Phoneme inventory, trigrams and geographic location as features for clustering different philippine languages

机译：音素清单，三字组和地理位置是聚类不同菲律宾语言的功能

获取原文

获取原文并翻译 | 示例

页面导航

摘要
著录项
相似文献
相关主题

摘要

In this paper, orthographic, geographic and phonetic features were explored to cluster 32 Philippine languages and identify closely-related languages. For the orthographic data, we collected religious text documents online and 100,000 words per language were used as training data. These words were cleaned and trigram profiles were generated. For the geographic feature, we used the location where the language is spoken. For the phonetic feature, the phoneme inventory of the languages was utilized. The languages were clustered using two clustering algorithms, hierarchical and k-means algorithm.
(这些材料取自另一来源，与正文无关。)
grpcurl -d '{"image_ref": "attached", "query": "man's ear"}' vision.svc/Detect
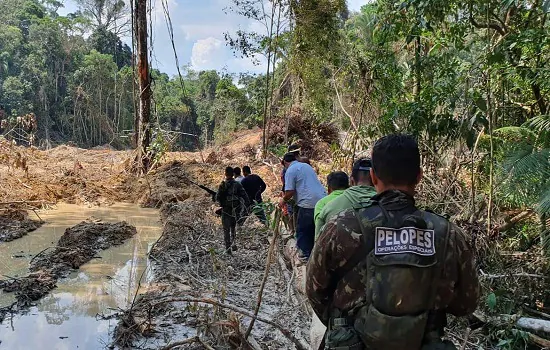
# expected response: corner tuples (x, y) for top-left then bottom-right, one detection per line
(370, 168), (380, 187)
(416, 168), (424, 185)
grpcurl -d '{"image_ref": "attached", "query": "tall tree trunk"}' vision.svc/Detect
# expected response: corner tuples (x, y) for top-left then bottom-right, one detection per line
(134, 0), (151, 173)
Purity was used as an evaluation metric to validate the clusters made. For both hierarchical clustering and k-means algorithm, the highest purity value of a cluster is 0.67, this is an indication that members in a particular cluster have similar attributes. As future work, semantic features can be added to improve the data set and additional languages can be considered.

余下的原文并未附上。